Abstract

In silico chromosome painting is a technique by which contributions of distinct genetic groups are represented along chromosomes of hybrid individuals. This type of analysis is used to study the mechanisms by which these individuals were formed. Such techniques are well adapted to identify genetic groups contributing to these individuals as well as hybridization events. It can also be used to follow chromosomal recombinations that occurred naturally or were generated by selective breeding. Here, we present GeMo, a novel interactive web-based and user-oriented interface to visualize in a linear-based fashion results of in silico chromosome painting. To facilitate data input generation, a script to execute analytical commands is provided and an interactive data curation mode is supported to ensure consistency of the automated procedure. GeMo contains preloaded datasets from published studies on crop domestication but can be applied to other purposes, such as breeding programs Although only applied so far on plants, GeMo can handle data from animals as well.

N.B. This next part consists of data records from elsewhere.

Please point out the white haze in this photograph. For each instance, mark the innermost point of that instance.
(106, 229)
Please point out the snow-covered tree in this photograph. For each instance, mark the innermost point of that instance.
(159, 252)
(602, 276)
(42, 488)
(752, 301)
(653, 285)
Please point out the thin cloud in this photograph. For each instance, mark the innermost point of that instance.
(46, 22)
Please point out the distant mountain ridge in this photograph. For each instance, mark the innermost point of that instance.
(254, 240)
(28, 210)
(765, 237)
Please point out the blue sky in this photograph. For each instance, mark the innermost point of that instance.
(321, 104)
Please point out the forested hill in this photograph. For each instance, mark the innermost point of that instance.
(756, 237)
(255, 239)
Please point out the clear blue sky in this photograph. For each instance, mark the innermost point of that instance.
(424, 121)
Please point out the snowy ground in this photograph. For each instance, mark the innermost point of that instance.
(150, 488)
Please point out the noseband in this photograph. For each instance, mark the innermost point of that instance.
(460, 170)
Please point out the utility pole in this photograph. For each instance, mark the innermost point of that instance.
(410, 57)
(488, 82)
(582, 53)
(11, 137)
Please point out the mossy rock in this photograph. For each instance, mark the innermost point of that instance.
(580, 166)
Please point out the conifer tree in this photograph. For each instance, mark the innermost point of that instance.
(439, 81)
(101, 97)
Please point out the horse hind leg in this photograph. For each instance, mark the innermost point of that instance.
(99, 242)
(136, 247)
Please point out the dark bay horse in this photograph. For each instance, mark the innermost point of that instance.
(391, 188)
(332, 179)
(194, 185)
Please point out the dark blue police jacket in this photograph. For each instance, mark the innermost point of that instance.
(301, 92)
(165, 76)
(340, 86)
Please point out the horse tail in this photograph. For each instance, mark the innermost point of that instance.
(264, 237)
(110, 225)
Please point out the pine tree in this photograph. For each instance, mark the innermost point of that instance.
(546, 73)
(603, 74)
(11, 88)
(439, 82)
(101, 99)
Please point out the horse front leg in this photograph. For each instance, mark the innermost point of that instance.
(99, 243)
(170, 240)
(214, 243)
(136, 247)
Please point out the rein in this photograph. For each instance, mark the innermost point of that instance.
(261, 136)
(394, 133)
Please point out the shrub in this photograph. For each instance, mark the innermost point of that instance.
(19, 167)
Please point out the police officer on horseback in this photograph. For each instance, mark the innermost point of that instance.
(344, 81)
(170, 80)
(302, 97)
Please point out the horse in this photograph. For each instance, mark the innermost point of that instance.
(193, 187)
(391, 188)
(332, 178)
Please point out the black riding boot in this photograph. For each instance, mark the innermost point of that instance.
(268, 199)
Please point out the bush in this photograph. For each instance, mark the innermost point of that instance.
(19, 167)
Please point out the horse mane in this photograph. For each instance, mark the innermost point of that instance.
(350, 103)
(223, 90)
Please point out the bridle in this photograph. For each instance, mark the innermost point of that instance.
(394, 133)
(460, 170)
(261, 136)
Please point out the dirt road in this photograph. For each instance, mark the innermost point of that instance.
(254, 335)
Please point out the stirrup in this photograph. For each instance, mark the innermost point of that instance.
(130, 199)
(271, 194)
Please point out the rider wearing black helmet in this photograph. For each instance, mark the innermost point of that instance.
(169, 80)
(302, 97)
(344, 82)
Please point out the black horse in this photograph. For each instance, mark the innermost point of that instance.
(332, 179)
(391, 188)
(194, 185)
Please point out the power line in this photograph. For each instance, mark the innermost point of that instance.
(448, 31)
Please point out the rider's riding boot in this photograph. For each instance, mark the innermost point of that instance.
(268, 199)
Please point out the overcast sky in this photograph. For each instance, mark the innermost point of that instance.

Database URL: https://gemo.southgreen.fr/

Key Points

  • GeMo is a new web resource to carry out ancestry mosaic painting in a linear fashion.

  • GeMo enables dynamic and interactive visualization, data sharing online and contains preloaded datasets from published studies.

  • GeMo provides access to a script and a well-documented procedure to generate genome ancestry mosaics.

Introduction

Hybridizations and introgressions are at the center of multiple scientific questions in biology (1, 2). Unraveling their origins and impacts is a key objective to understand the mechanisms by which organisms were formed and evolved, and thus feature in multiple topics such as human ancestries (3), plant domestication (4), crop improvement (5) and environmental adaptation (6). At the genome level, the result of these introgression events can be represented as genome ancestry mosaics, defined as a succession of large chromosomal DNA segments, or genomic blocks, of distint origin. These genomic blocks can be associated with genetic groups defined as groups of individuals with a homogenous genetic background resulting from a common ancestor or population (e.g. species, subspecies).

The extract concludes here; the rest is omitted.